Staying ‘roughly right’ rather than lapsing into ‘precisely wrong’

Far too often in Western-dominated cultures, we privilege numbers over words. Numbers are great at summarising, standardising and reducing large amounts of information into more manageable (but potentially over-simplified) chunks, while words are best when we need to understand the complexity, inter-connectedness, diversity and fine-grained nuances associated with real lives and communities. The ‘small data’ of personal stories and interactions are at least as, if not more important than the ‘big data’ of mass collections.

As mathematician, Cathy O’Neill (2016) points out in “Weapons of Math Destruction: How Big Data Increases Inequality and Threatens Democracy”, big data’s tools are not neutral; they can be just another form of ‘racial profiling’, reinforcing pre-existing inequalities and discrimination and a ‘toxic cocktail for democracy’, because, although the algorithms are often opaque and difficult to contest, their mathematical simplicity means they are highly scalable, thereby amplifying any inherent biases across increasingly larger populations.

Predictive Risk Modeling (PRM) fits like a glove the neo-liberal agenda of an ever-shrinking state, ever-tightening targeting aimed squarely at pathologising families and victim-blaming, wrapped up in actuarial mumbo-jumbo. Ironically the work on PRM on child abuse and neglect in Aotearoa New Zealand has (inadvertently) identified the need to prioritise tackling the social problem of poverty if we want to prevent child maltreatment across society.
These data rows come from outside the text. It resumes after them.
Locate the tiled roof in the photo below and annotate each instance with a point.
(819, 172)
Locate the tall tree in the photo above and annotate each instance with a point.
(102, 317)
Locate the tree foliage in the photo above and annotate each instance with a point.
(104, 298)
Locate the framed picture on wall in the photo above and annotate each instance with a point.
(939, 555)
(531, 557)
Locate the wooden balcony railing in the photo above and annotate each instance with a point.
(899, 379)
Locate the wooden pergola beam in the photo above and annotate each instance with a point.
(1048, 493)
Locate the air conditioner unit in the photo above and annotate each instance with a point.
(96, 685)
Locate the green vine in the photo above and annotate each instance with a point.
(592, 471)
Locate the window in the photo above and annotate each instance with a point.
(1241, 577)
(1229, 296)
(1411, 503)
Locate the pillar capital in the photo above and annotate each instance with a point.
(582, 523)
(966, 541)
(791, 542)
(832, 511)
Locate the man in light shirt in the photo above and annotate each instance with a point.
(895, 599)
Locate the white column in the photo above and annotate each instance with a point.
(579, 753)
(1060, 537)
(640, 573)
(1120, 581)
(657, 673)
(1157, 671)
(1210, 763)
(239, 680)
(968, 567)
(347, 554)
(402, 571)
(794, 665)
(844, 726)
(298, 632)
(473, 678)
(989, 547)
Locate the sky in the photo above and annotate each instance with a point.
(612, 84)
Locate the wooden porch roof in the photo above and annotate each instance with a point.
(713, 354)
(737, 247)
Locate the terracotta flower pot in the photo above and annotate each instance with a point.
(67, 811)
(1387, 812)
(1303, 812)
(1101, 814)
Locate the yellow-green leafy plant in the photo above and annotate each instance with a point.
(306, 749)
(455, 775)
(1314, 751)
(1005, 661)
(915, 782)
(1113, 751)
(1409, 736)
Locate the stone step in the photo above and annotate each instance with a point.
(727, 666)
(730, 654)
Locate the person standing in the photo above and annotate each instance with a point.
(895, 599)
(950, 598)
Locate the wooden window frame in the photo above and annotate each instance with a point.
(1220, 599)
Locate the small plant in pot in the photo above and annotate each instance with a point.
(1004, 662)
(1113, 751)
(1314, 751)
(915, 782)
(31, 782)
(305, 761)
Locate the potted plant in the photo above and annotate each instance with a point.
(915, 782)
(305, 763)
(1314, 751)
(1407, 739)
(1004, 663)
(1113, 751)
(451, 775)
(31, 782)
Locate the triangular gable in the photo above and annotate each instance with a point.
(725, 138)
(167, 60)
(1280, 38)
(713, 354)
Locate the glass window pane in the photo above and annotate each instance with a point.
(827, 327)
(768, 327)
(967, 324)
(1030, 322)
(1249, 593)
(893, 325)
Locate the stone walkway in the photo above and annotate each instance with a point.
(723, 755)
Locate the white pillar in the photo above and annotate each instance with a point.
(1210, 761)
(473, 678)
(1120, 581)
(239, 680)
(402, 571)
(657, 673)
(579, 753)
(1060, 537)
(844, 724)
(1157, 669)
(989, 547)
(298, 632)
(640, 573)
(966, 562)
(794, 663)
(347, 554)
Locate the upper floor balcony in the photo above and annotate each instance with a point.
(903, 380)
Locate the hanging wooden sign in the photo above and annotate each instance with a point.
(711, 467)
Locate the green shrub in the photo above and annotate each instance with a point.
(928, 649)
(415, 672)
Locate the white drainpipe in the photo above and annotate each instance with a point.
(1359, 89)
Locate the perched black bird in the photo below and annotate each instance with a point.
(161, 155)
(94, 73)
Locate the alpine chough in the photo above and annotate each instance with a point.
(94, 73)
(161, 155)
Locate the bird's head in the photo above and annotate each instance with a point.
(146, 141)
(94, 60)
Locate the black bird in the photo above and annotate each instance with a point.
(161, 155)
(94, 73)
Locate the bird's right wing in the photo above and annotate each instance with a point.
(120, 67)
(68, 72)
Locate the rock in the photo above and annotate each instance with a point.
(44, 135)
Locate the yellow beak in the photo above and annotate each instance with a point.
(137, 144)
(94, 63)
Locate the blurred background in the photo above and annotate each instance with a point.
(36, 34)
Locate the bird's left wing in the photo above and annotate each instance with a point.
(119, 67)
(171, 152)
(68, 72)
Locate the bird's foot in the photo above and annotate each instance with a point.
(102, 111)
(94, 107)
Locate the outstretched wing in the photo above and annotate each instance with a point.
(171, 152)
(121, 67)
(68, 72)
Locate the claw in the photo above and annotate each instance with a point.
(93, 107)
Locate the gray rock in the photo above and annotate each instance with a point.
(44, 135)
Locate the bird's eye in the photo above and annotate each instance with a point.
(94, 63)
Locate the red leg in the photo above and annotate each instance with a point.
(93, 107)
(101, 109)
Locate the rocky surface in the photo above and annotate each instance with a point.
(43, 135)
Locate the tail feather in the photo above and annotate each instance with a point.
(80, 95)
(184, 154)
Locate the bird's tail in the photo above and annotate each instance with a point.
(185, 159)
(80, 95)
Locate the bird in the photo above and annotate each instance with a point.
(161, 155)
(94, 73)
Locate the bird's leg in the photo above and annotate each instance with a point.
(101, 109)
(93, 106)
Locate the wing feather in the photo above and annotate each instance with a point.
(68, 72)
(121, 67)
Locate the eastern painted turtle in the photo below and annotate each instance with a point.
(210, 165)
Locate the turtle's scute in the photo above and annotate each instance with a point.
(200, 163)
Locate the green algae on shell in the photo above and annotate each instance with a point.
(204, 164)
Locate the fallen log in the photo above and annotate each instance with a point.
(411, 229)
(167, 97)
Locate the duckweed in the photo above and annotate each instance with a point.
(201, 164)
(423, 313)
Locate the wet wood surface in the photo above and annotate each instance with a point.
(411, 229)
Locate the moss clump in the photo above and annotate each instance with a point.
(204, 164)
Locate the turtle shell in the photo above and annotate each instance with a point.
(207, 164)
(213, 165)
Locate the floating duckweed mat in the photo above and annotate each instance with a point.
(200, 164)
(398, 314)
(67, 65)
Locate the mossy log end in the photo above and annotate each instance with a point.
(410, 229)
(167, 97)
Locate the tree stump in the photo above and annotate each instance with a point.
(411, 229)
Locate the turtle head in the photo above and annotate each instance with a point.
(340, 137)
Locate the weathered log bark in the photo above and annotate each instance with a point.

While the big picture is clear, the predictive value of PRM on an individual level (which is how it was proposed to be used) is pretty fast and loose – with up to 69% false positives (more than two-thirds of those targeted not actually having substantiated maltreatment), almost as many false negatives (just over two-thirds of those with substantiated maltreatment not having been targeted), and Māori children being inaccurately targeted at a higher rate than non-Māori children.